Last year, I was at a bar in New York City talking shop with a few other actors and artists from my alma mater, the University of North Carolina at Greensboro. We were talking about creating our own work and brainstorming on ways we could collaborate together. I soon found out about the 48-hour Disability Film Challenge. It was created to encourage artists with disabilities to collaborate with each other and other working artists without disabilities to make fun and engaging short films. I went back to the UNC-G folks I was talking with at the bar and pitched the idea that we should work on making a film for this challenge. We did. It was a fun experience and we created a silly romantic comedy called The Kerfuffle.

This year I reached out to the guys I worked with the year before to “get the band back together.” We all agreed we wanted to do the film challenge again and I paid the registration but a few weeks before the challenge our band began to fall apart. Unforeseen conflicts led the filmmakers on the team to back out; I was left with just me, someone to help write and some donated camera gear. I don’t have the skill set to film or edit anything. How was I going to make this work?

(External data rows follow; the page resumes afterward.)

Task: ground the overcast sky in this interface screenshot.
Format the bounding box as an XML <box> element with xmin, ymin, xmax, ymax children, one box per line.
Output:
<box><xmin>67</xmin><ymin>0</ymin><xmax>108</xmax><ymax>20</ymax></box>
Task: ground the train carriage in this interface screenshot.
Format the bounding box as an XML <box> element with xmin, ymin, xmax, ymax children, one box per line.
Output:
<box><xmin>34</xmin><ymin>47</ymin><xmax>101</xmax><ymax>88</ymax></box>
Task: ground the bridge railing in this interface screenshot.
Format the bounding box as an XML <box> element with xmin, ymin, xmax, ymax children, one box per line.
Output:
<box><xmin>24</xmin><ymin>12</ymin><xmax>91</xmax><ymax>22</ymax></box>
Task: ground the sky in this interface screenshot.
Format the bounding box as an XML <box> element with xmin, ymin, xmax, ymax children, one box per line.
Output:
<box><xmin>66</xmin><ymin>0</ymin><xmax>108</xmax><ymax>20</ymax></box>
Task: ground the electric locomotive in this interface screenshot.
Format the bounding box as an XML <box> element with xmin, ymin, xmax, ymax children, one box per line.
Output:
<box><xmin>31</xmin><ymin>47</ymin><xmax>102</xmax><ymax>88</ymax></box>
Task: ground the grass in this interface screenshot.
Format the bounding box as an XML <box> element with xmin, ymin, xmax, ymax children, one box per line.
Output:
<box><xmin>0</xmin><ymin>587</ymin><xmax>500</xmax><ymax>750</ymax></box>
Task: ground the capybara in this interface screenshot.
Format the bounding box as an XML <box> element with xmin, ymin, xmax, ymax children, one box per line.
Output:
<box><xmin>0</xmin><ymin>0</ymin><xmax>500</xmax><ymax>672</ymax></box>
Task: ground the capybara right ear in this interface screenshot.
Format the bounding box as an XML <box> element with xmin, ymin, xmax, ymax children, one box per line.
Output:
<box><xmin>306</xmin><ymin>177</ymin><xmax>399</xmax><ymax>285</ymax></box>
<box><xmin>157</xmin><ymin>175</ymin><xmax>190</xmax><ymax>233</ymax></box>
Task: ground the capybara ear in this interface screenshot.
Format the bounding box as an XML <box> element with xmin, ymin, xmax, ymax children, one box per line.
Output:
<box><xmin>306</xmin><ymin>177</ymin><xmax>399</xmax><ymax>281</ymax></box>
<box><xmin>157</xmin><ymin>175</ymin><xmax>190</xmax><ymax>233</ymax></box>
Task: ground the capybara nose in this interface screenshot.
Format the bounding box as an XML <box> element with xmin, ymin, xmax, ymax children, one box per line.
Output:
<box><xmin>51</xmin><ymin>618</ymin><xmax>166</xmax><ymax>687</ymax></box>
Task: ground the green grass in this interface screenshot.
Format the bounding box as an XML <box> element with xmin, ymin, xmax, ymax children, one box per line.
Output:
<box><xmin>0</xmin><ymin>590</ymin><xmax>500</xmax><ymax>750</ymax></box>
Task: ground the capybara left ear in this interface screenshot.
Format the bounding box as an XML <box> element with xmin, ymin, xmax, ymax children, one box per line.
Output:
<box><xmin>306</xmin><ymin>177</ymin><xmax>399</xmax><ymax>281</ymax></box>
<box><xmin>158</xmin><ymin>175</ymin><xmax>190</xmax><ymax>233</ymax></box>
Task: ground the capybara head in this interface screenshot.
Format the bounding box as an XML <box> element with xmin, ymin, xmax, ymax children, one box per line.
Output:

I thought about giving up. I began to listen to that voice in my head telling me that it was a lost cause, that I did not have the time or resources to do it this year. After several restless nights, I reluctantly reached out to my sister-in-law since she went to film school, but that voice kept saying “why would she want to do this?” “I’m sure she would not want to do a crazy 48-hour challenge.”

Well, she did want to help and we were able to bring in a few additional people to contribute to the project. We made a film, a film that I was very proud of, a film that won “Best Film” in this year’s Disability Film Challenge. You can watch Lefty & Loosey here:

David Harrell Film Wins Best Picture in 2016 Disability Challenge

My performance and speaking work is centered on reminding people that we all will face challenges but it is our choice to not let those challenges and obstacles define who we are. This process reminds me that it is always a constant battle and I am always in need of a reminder to keep moving forward. Our fear and insecurity will always get in our way and it takes real courage to continue to move forward into the unknown toward our dreams and goals.

Let’s remember to always move forward; sometimes the path is going to need a detour but as long as we keep moving we will find our way back to our journey.